I personally like Jackie Chan's newer movies-  sorry, I'm not into anything "serious" when it comes to MA movies.  3 Ninjas, and the Karate Kid movies were entertaining as well.


----------



## Solidman82 (Oct 17, 2005)

I am enraged by Ralph Maccio for one reason and one reason only. I tell people that I do martial arts and suddenly, I'm the Karate kid....... I've never done karate, never been in a karate tournament, never even stepped inside a karate dojo! STOP CALLING ME THIS!!!!

But I'm quite sure I'm not the only one on the forum or otherwise that's had this happen.


----------



## arnisador (Oct 17, 2005)

Oh yeah, all the time. But blame the writers and the producers, not the actor.


----------



## Solidman82 (Oct 17, 2005)

oh definitely, it's just annoying that every time people see a martial artist, they see Maccio


----------



## Navarre (Oct 17, 2005)

Y'know, Columbia Pictures had to pay DC Comics to even use the name "Karate Kid".  DC already has a character who goes by the name Karate Kid. 

He's a member of The Legion of Super-Heroes.  The comic is about a group of teenagers in the 30th (now 31st) century.  He's from Earth.  He's one of the foremost martial artists in the galaxy. ... just sayin'.


----------



## arnisador (Oct 17, 2005)

Is that true? I know of the charcater, but could DC really enforce a trademark on it against the movie?


----------



## Navarre (Oct 17, 2005)

I'm not kidding. If you watch the end credits of the movie, they refer specifically to DC Comics and the name "Karate Kid".


----------



## arnisador (Oct 17, 2005)

This slays me! I was a fan of the Legion as a kid, but thinking they had to pay for this...that's insane! Maybe they were just playing it safe.


----------



## Navarre (Oct 18, 2005)

Could be. The movie was popular so I'm sure they didn't want to risk having to pay royalities or damages. I mean, Daniel LaRusso (aka Daniel-san) is about as far from Val Armorr (aka The Legion's Karate Kid) as it gets. 

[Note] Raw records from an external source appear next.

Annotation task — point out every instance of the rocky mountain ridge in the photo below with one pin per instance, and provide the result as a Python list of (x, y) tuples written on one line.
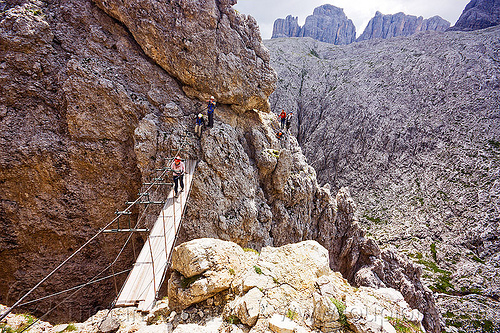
[(329, 24), (388, 26), (92, 103), (478, 14), (412, 125)]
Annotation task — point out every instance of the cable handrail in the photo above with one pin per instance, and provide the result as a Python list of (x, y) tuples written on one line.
[(101, 231)]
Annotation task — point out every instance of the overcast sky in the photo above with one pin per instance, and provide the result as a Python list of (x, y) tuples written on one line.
[(359, 11)]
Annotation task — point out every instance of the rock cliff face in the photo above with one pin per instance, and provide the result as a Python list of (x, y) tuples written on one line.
[(478, 14), (86, 114), (328, 24), (388, 26), (412, 125), (94, 97), (287, 27)]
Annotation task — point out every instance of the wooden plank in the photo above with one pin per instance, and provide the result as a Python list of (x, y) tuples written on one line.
[(145, 279)]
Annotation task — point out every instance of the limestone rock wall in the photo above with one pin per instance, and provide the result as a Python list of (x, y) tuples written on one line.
[(388, 26), (86, 114), (287, 27), (206, 45), (93, 99), (328, 24), (411, 125)]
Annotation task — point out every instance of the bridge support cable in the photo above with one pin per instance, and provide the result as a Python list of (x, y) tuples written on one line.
[(102, 230), (144, 281)]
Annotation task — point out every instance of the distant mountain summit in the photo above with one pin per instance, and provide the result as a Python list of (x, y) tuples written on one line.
[(400, 24), (327, 24), (479, 14)]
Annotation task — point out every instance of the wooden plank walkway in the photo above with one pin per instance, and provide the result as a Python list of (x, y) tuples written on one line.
[(145, 279)]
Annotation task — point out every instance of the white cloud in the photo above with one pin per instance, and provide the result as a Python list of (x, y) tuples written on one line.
[(359, 11)]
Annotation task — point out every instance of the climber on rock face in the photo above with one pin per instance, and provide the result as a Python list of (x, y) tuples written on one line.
[(199, 123), (282, 117), (210, 111), (178, 170), (288, 120)]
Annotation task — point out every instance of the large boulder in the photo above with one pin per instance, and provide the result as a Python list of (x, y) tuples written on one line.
[(202, 268)]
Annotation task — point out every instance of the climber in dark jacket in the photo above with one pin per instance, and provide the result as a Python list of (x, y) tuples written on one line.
[(199, 123), (288, 120), (282, 117), (210, 111)]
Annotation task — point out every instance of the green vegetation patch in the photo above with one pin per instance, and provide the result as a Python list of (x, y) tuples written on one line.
[(291, 314), (404, 325), (186, 282), (70, 328), (233, 320), (247, 249), (433, 251), (314, 53), (443, 284), (477, 259), (341, 308), (375, 220), (4, 328), (494, 144)]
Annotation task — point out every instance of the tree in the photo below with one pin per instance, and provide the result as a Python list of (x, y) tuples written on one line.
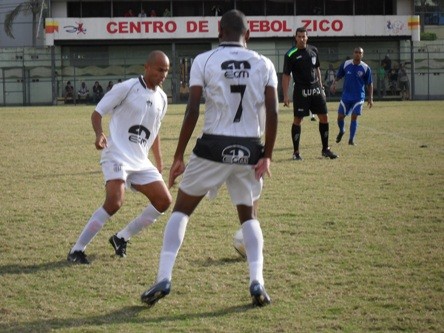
[(33, 7)]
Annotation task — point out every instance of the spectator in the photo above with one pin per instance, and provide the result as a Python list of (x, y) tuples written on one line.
[(142, 13), (386, 63), (97, 92), (110, 86), (403, 82), (129, 13), (381, 82), (183, 91), (83, 93), (69, 92)]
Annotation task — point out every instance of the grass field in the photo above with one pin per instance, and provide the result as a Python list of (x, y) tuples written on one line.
[(351, 245)]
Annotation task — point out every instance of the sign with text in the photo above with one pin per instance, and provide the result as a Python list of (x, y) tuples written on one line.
[(123, 28)]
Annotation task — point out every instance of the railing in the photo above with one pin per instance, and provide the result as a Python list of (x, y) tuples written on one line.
[(30, 77)]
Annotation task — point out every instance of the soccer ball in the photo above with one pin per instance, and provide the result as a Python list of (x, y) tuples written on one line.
[(238, 243)]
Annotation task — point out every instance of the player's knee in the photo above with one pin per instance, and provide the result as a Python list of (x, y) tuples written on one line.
[(162, 203), (112, 207)]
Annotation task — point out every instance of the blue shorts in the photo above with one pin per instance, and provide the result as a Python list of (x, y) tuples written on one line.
[(347, 108)]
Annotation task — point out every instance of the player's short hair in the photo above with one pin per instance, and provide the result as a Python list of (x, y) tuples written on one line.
[(234, 21)]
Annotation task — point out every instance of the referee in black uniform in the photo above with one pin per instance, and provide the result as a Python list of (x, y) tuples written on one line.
[(302, 62)]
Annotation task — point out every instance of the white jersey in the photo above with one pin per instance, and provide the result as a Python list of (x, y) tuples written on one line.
[(233, 80), (136, 114)]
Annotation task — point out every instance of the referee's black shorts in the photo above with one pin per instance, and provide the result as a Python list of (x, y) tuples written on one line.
[(308, 99)]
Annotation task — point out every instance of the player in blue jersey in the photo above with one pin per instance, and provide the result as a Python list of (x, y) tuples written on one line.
[(357, 75), (302, 63)]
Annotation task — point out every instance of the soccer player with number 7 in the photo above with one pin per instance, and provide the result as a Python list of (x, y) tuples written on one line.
[(241, 104)]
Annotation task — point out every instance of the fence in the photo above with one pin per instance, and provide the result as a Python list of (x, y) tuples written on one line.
[(38, 76)]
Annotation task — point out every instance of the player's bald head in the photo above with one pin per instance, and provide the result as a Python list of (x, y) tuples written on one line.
[(156, 57), (234, 23)]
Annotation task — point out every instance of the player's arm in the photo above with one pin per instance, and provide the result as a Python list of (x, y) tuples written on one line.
[(96, 121), (285, 85), (271, 121), (188, 125), (370, 95), (157, 153)]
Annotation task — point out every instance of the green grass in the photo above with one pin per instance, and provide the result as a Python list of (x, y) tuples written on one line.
[(351, 245)]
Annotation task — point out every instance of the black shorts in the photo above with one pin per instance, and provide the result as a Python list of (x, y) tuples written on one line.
[(308, 99)]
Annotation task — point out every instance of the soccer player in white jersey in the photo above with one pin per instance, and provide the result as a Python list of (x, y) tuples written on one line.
[(357, 75), (241, 104), (137, 107)]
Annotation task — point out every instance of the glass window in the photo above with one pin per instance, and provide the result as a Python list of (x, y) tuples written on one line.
[(375, 7), (339, 7), (250, 7), (310, 7), (96, 9), (213, 8)]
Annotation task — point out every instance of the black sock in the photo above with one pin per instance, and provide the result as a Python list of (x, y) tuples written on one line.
[(323, 130), (295, 136)]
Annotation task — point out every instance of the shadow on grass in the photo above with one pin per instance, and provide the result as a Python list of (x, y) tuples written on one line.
[(31, 269), (125, 315)]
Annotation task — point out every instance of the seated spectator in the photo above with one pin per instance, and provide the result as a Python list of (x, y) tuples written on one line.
[(83, 93), (69, 92), (97, 92), (110, 86)]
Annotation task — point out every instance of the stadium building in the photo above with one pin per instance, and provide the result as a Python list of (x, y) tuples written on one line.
[(88, 41)]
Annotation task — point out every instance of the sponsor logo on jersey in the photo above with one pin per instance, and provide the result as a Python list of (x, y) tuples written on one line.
[(311, 92), (139, 134), (236, 154), (236, 69)]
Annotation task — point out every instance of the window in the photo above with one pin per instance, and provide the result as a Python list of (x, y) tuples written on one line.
[(339, 7), (251, 8), (310, 7), (279, 7)]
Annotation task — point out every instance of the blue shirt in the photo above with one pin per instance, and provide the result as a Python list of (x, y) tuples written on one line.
[(356, 77)]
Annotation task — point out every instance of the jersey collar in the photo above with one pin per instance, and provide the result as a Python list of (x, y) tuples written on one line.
[(233, 44), (142, 82)]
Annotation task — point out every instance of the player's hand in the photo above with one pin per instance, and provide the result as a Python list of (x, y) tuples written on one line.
[(262, 167), (101, 141), (286, 102), (176, 170)]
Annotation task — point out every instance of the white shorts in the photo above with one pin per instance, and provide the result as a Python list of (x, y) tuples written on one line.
[(202, 175), (113, 171)]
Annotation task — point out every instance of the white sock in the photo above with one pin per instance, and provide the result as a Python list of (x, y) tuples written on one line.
[(146, 218), (94, 225), (254, 244), (172, 240)]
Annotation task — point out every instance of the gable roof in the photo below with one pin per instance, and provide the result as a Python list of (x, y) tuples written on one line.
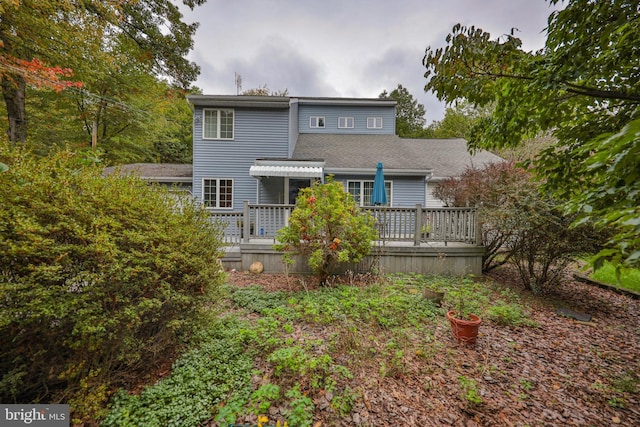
[(361, 153)]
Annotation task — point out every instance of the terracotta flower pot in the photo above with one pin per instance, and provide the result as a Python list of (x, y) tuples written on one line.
[(465, 331)]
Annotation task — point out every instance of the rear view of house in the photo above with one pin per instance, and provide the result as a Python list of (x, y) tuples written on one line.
[(263, 149)]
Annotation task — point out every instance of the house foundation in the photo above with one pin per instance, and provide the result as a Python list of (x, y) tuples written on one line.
[(392, 257)]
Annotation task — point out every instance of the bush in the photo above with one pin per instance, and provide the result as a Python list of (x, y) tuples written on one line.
[(328, 227), (100, 277), (520, 225)]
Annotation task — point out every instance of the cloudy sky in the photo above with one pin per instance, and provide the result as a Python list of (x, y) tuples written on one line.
[(344, 48)]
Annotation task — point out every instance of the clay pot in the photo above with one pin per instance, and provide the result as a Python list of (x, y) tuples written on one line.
[(465, 331)]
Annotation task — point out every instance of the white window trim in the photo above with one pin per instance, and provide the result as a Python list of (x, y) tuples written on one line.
[(217, 203), (362, 181), (317, 122), (349, 122), (233, 124), (374, 125)]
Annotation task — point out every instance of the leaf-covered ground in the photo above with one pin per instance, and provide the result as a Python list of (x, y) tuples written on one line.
[(560, 372)]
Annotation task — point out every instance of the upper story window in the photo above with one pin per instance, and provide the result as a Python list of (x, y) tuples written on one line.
[(217, 124), (316, 122), (345, 122), (217, 193), (374, 122)]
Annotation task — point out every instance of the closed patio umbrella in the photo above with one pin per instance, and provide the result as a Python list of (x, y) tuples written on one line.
[(379, 194)]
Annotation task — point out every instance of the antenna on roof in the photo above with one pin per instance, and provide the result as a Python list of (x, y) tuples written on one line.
[(238, 83)]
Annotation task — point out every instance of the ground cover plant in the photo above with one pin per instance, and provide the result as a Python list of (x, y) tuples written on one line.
[(366, 350), (627, 278)]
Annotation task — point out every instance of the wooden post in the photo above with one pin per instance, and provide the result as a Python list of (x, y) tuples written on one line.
[(417, 233), (478, 227), (94, 135)]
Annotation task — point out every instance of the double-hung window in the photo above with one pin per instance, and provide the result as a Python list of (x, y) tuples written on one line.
[(374, 122), (217, 124), (316, 122), (217, 192), (362, 191), (345, 122)]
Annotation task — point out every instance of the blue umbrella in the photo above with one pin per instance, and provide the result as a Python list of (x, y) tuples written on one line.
[(379, 194)]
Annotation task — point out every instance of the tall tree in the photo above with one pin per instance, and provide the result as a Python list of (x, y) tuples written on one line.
[(583, 87), (74, 35), (410, 119)]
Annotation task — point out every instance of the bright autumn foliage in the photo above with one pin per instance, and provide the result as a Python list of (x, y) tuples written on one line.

In the past The Legion's Karate Kid was a caucasian although the new series has revamped the characters and now he's Asian. Comics were never very PC back in the day. Almost everyone was white. The ones that weren't had names like Black Panther, Black Thunder..you get the picture. Fortunately things have evolved.


----------



## DutchKenpo (Oct 19, 2005)

Well I don't know exactly what film started my enthusiasm for MA, but I loved Bud Spencer and Terrence Hill.
They don't make films like that anymore. Too Bad.

grtz, Bob Hessel


----------



## AdrenalineJunky (Oct 28, 2005)

Paulo Tocha, Blood Sport (Sad, I know!)

















Hey, I was only, like, 10. Speakman got me interested in arnis (or whatever stick-fighting is called now-a-days) and EPAK. I still watch all those old, lame movies when they're on. . .I can't help myself.


----------



## Agrosch (Nov 7, 2005)

Jet Li, but not the actor. The real Jet Li. It's amazing, he's quite amazing. If you ever get the time read some of the Essays on his growing up in the Martial Arts. Quite a good read. 

I think it's good, while the fights are rehearsed and usually hammed up, they are real. Generaly. It's a good way to spread the intrest in martial arts. This is very good. I honestly believe that if the world was in Martial arts less tragedy would happen. Some still would because stupid peopel will always be stupid..
Anyways.
It's a good way to spread martial arts around the world.
I support it 100%.


----------



## OnlyAnEgg (Nov 8, 2005)

Movies, of course, spurred my interest in the arts.  Starting at a later age in life, I went into MA knowing full well I would never be Wong Fei Hung (as portrayed by Jackie Chan).  I went in because of movies. I stay because of me.

I agree that anything that creates an interest and desire for MA should be encouraged; be it Turtles, Chachis, Jackies, Jets, Bruces or Bunnies.


----------



## Solidman82 (Nov 8, 2005)

Um......I'm not so sure about the bunnies man.


----------



## Navarre (Nov 14, 2005)

If anyone cares, I found the original _Best of the Best_ on dvd at Best Buy this week. I had looked for years for it on dvd but it was unavailable. 

The dvd is simple; no booklet insert, cool design, or special features. I was glad to have found it though.


----------



## arnisador (Nov 14, 2005)

How much are they asking for it?


----------



## Navarre (Nov 14, 2005)

I think it was $14.99, standard price. Well worth it.


----------



## Solidman82 (Nov 14, 2005)

A classic TKD movie for all time, good job on the treasure Navarre.


----------



## Icewater (Nov 14, 2005)

Definately an early american karate classic.


----------